Clouding the picture, however, is the uncertainty about when – or whether – oil prices might recover to $100 per barrel or higher.
In a 6 February earnings call, Bristow Group chief executive Jonathan Baliff – one of Waypoint’s key customers – recalls an abrupt crash in oil prices in 2009 amid a global financial crisis, when the price of a barrel of crude dropped below $40. As abruptly as prices in 2009 fell, they rose again just as steeply, creating a V-shaped recovery curve that helped companies such as Bristow, which provides fleet services to drilling rigs.
Bell Helicopter
Six years later, Bristow is preparing for longer recovery cycle this time.
“We don't have the luxury in many ways of hoping that it is V-shaped,” Baliff says. “We have to plan for something that is U-shaped that has some cost structure adjustments.”
In a U-shaped recovery, the prices stabilize at the lowest level for a sustained period before a very rapid recovery. That represents the model that Bristow is using to manage its long-term fleet plans during this downward cycle in oil prices.
“Bristow leadership has seen a lot of upturns and downturns. We come from all parts of the energy services value chain these past 20 to 30 years,” Baliff says. “We believe the snapback will be as particularly dramatic upwards as it was downwards, and we are managing that eventual renewal because it takes about three years to actually build a helicopter.”
For helicopter manufacturers, the impact of falling oil prices is more nuanced. In customer segments that are distinct from the oil and gas industry, lower oil prices can help generate cash to buy more or newer helicopters by reducing operation costs. So far, the manufacturers have not made any bold moves, such as publicly delaying a programme or cutting production.

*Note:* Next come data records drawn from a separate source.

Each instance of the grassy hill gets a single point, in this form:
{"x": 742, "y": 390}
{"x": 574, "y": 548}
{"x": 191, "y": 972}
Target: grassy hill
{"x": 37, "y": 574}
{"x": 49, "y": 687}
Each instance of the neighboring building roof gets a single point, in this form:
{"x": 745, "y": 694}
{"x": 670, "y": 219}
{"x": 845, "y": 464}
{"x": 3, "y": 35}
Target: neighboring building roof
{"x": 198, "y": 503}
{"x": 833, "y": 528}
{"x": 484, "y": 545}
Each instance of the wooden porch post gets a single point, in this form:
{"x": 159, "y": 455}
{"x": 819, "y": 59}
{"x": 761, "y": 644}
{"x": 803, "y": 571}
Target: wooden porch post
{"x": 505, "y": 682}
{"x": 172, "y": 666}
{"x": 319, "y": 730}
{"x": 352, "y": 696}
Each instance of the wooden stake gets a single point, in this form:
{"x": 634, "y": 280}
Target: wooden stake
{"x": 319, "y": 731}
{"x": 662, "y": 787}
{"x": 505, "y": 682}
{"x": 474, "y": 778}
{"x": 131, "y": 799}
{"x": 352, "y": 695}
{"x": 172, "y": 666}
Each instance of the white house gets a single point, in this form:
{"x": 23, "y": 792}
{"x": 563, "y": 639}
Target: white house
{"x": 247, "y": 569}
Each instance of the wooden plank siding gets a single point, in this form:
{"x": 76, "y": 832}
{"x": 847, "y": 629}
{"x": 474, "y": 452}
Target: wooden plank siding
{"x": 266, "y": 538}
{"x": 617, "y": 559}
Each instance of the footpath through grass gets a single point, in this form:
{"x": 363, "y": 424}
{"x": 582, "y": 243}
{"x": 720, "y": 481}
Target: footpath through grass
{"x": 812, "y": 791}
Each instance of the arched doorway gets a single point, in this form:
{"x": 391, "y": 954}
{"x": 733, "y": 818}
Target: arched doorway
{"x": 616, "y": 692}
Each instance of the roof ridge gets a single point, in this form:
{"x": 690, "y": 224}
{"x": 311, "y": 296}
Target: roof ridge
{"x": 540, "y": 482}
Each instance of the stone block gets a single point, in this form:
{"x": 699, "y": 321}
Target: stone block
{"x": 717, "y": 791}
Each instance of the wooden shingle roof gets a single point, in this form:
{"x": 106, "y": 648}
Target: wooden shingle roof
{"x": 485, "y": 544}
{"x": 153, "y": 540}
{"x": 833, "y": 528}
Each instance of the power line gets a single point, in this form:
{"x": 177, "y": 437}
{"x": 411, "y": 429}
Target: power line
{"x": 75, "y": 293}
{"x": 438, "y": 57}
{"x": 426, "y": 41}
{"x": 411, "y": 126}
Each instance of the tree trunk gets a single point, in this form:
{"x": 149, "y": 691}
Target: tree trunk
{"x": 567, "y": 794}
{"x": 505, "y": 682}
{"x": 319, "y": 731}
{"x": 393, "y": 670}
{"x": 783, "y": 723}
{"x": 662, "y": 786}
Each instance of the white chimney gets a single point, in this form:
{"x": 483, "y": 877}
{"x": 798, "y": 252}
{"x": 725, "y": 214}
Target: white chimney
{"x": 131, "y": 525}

United Technologies subsidiary Sikorsky, for example, still believes the impact of oil and gas prices is marginal on programmes such as the S-76D and S-92.
“There is a little bit of pressure there; some of the exploration companies are scaling back,” says Greg Hayes, chief executive of United Technologies. “More than 80% of the use of the helicopters for offshore oil is for current production – it's not for exploration. So, you're talking on the margin: yes, there may be a few aircraft that will be little bit more difficult to sell.”